Diskusi diawali dengan mengupas isu GEDSI dan Transisi Energi Berkeadilan yang dinilai terlalu teknis bagi orang awam, sehingga memerlukan pendekatan berlebih untuk memudahkan pemahaman dan penerimaan publik. Peserta menceritakan kesulitan dalam membumikan narasi GEDSI dan Transisi Energi; banyak istilah dan bahasa teknis yang sulit menjangkau masyarakat luas, khususnya kelompok rentan; dan menyoroti kesenjangan informasi antara masyarakat dan pemerintah serta tantangan dalam mengintegrasikan isu gender ke dalam rekomendasi kebijakan.

Aris Prasetyo menjelaskan bahwa isu transisi energi mulai populer di media massa, tetapi perspektifnya masih banyak berpusat pada pelaku bisnis dan pemerintah, belum menjangkau kelompok rentan seperti penyandang disabilitas. Aris menambahkan bahwa CSO memiliki peran besar dalam mengisi kekosongan agregasi kepentingan yang membawa aspirasi dari kelompok perempuan dan penyandang disabilitas. Temuan jajak pendapat Kompas menunjukkan bahwa 56% responden tidak mengetahui pemerintah sedang mengusahakan transisi energi dan 58% tidak mengetahui penyebab pemanasan global. Hal ini mengindikasikan tidak relevannya isu GEDSI maupun Transisi Energi Terbarukan di Indonesia bagi masyarakat. Di satu sisi, 59% responden menilai kebijakan pemerintah terkait transisi energi masih kurang baik.

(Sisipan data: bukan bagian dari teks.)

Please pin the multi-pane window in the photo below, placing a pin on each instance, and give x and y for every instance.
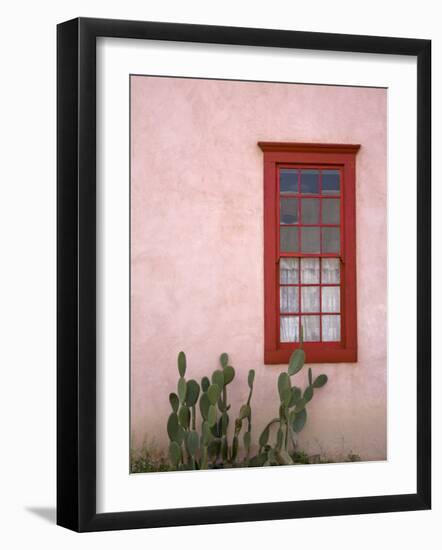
(310, 251)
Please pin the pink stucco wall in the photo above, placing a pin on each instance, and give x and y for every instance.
(197, 249)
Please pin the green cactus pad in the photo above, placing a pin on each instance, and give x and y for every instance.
(264, 437)
(234, 448)
(218, 379)
(283, 384)
(286, 396)
(204, 405)
(206, 436)
(211, 417)
(320, 381)
(251, 378)
(193, 391)
(245, 411)
(174, 401)
(296, 394)
(308, 394)
(182, 363)
(205, 383)
(214, 448)
(297, 361)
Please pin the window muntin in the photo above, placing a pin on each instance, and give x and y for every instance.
(309, 254)
(310, 241)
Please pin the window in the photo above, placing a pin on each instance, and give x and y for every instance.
(310, 251)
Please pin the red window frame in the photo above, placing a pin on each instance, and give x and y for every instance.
(322, 156)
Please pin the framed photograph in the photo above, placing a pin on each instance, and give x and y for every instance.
(243, 274)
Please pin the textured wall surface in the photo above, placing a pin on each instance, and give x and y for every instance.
(197, 249)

Untuk mendorong pemerintah membumikan narasi pengarusutamaan GEDSI dan Transisi Energi Berkeadilan, diperlukan upaya melibatkan peran Media. Pertama, membangun kemitraan dengan media. Kemitraan ini bisa dilakukan melalui pendekatan informal maupun profesional di berbagai acara dan kesempatan. Kedua, melakukan kampanye publik di media sosial secara konsisten. Konsistensi dalam kampanye publik melalui media sosial akan menghasilkan fidelitas dalam sebuah gerakan. Ketiga, menggunakan cerita yang inspiratif yang dapat menarik perhatian dan dukungan masyarakat serta pemerintah. Keempat, penggunaan data dalam setiap kampanye karena potensinya untuk dapat menguatkan urgensi dari isu yang ingin disorot. Data yang dimaksud adalah data yang langsung merujuk sumber primer. Misalnya mengenai disabilitas, memprioritaskan penyandang disabilitas menjadi sumber utama. Pentingnya fasilitasi suara yang termarjinalkan adalah karena akomodasi terhadap suara tersebut sudah pasti akan mengagregasi kepentingan kelompok yang lainnya sedangkan hal yang sebaliknya tidak.

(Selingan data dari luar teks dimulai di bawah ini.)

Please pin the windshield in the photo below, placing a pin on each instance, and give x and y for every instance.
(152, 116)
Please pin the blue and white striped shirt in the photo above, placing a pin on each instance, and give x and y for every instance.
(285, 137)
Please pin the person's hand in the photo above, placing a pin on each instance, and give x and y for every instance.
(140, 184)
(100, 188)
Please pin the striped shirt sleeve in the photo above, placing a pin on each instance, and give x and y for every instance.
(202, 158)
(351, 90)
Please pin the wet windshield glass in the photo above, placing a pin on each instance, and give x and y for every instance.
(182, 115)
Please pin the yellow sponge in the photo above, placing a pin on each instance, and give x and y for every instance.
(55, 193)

Upaya membumikan narasi GEDSI dan Transisi Energi Berkelanjutan harus mampu mendisagregasi lensa yang general terhadap kelompok masyarakat tertentu untuk dapat kemudian mengagregasi kepentingan masyarakat secara keseluruhan. Pendekatan yang adaptif dan kolaboratif antara CSO, media, dan pemerintah sangat penting untuk mencapai tujuan ini.

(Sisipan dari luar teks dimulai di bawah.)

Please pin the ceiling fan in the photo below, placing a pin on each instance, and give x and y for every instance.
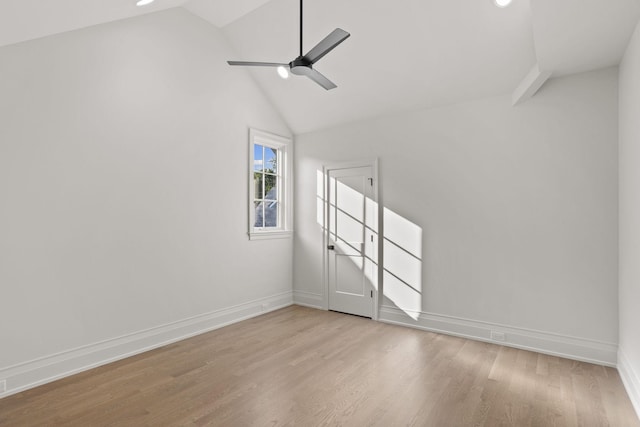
(303, 64)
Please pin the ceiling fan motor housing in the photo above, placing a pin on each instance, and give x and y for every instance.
(300, 66)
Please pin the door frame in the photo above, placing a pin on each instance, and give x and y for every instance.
(326, 169)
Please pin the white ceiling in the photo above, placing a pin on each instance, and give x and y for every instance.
(400, 56)
(423, 54)
(572, 36)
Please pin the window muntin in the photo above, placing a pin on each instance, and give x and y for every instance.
(270, 214)
(267, 177)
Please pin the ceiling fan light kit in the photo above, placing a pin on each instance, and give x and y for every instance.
(303, 64)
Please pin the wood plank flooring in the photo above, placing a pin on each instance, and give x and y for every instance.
(303, 367)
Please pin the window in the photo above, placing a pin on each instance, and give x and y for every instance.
(269, 186)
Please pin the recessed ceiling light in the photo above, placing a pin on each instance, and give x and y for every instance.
(502, 3)
(283, 72)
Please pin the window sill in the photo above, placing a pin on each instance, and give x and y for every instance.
(266, 235)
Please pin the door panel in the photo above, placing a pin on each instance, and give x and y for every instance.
(351, 240)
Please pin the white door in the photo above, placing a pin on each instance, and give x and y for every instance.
(351, 240)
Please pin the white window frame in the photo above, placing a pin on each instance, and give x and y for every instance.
(285, 194)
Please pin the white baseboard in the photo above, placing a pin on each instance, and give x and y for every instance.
(308, 299)
(585, 350)
(31, 374)
(630, 379)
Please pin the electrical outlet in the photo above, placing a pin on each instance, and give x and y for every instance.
(498, 336)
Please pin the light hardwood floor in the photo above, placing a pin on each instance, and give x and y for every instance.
(303, 367)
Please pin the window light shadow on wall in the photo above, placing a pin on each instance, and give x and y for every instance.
(401, 245)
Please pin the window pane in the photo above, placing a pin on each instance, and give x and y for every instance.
(258, 157)
(270, 187)
(257, 183)
(259, 207)
(271, 160)
(270, 214)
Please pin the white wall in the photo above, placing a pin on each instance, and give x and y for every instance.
(629, 355)
(517, 207)
(123, 177)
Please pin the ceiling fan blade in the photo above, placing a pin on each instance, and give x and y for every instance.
(257, 64)
(320, 79)
(327, 44)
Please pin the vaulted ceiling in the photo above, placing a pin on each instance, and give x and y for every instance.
(401, 55)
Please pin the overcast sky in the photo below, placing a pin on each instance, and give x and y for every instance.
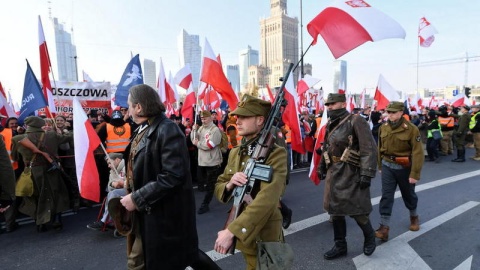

Diskusi partisipatif antara narasumber dan peserta mengidentifikasi tantangan lain, termasuk persaingan antara media mainstream dan media alternatif. Penggunaan bahasa yang mengakomodir perubahan kultural di generasi Z dan media sosial menuntut CSO beradaptasi dan bersaing untuk mengarusutamakan isu-isu yang ingin dipromosikan. Partisipasi aktif di tingkat lokal juga menjadi poin penting yang tidak dapat dilupakan.